A fines de 2018, un sociólogo me explicó que las personas de más bajos ingresos tenían una percepción distorsionada sobre lo que podía llegar a ganar alguien que ocupara un cargo gerencial. La idea que tenían de un sueldo alto correspondía a un monto que no llegaba ni a la mitad de lo que realmente recibían los ejecutivos en la cima del organigrama de la misma área en la que ellos trabajaban. No concebían siquiera que alguien cobrara un pago mensual tan alto. Sospecho que eso debe haber cambiado al año siguiente con la revuelta de octubre, cuando todas las referencias se remecieron.

En la última década, la sucesión de escándalos de corrupción ocurrida en instituciones que antes se tenían como ejemplos de probidad han revelado cifras de dinero difíciles de dimensionar y que la prensa intenta llevar al plano de lo concreto haciendo las comparaciones de rigor: lo que robaron en Carabineros equivale a tal número de hospitales; lo que defraudaron en el Ejército, a tantas campañas de la Teletón; las mordidas de presupuesto de tal municipio, a determinada cantidad de escuelas. En un extremo esas cifras de miles de millones de pesos, en el otro, el INE informando que el ingreso laboral mediano de las personas que trabajan en Chile es de 420 mil pesos, es decir, la mitad recibe mensualmente ese monto o menos.
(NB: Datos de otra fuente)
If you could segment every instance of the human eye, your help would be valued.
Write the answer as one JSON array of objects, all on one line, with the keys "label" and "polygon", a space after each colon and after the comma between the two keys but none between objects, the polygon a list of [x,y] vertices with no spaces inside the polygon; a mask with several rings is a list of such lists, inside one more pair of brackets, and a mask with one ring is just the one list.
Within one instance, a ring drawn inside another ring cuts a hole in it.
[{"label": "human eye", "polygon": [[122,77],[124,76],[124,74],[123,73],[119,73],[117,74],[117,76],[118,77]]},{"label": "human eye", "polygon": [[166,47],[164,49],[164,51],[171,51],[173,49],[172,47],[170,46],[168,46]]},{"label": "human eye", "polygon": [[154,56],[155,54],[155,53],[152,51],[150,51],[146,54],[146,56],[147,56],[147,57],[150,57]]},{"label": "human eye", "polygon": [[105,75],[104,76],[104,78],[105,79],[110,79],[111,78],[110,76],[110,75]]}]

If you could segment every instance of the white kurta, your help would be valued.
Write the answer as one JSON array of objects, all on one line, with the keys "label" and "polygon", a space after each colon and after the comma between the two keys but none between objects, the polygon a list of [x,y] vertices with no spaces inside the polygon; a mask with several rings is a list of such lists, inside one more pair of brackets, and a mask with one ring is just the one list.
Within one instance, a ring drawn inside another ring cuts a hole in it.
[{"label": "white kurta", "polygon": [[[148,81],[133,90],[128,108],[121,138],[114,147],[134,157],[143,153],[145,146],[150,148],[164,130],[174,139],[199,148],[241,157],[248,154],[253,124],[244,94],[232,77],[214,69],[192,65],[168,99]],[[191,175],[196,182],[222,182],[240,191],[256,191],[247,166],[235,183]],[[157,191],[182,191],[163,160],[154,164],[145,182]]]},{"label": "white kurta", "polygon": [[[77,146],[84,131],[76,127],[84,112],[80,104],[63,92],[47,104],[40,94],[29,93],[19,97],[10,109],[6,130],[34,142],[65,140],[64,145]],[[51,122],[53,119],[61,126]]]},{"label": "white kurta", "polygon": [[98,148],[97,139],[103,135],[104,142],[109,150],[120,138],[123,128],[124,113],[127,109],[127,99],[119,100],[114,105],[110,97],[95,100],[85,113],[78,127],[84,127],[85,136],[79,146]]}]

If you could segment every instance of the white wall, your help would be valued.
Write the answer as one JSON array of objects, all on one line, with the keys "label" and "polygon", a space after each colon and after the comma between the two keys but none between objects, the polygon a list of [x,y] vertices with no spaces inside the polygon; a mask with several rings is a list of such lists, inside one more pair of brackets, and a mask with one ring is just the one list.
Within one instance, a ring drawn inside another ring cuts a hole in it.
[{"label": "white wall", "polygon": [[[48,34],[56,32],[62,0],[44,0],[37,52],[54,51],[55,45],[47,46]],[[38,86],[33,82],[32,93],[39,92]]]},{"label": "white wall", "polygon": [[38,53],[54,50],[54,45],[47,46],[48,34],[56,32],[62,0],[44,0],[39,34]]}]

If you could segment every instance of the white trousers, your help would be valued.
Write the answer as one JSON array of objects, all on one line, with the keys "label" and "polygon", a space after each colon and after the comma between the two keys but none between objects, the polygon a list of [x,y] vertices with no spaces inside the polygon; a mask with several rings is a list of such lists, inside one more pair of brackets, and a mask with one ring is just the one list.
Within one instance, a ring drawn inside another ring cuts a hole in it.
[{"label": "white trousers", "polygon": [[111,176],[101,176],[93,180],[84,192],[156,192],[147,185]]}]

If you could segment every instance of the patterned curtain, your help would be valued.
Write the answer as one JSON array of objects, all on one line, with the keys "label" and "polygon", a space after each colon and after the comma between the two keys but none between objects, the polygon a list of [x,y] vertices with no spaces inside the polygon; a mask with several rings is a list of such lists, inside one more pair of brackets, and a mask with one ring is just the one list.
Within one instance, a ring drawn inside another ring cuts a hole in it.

La plata comenzó a estar presente en las conversaciones y debates de un modo en el que nunca antes lo había estado: sin pudor. Estamos en medio de una escena en donde todos los biombos se han volcado. Las autoridades desorientadas tratan de responder hablándole a la opinión pública en una lengua muerta que nadie quiere revivir. Algunos se enfrentan a las demandas apelando a la responsabilidad de la ciudadanía, el problema de ese argumento es que no se les puede exigir responsabilidad en sus aspiraciones a quienes repentinamente han visto cómo la sinvergüenzura campeaba por salones, despachos y cócteles, sin que nadie hiciera nada. Menos aun cuando nadie paga por los platos rotos.

El tono y la forma que ha tenido la discusión sobre los retiros de las AFP es una consecuencia y síntoma de que la manera en que nos relacionábamos con el dinero ha cambiado dramáticamente: cada quien quiere lo suyo aquí y ahora. La falta de justicia ha dejado un gran espacio para el desquite.

La mala noticia para la derecha es que la promesa meritocrática ha caído en el descrédito frente a los hechos, y que cada vez que un economista exija mesura por televisión habrá centenares que estarán rastreando por las redes el colegio en el que estudió, los directorios por los que ha pasado y el sueldo mensual que recibe para compararlo con el propio. Apelar tanto al esfuerzo ajeno desentendiéndose del lugar desde el que hablan terminó pasando la cuenta. La mala noticia para la izquierda es que esta nueva manera de hablar de dinero parece mas afín al individualismo y al espíritu de competencia que a la ensoñación solidaria de una comunidad atenta a las necesidades del prójimo. La mala noticia para todos es que, en este caso, una derrota del adversario no siempre significa un triunfo propio.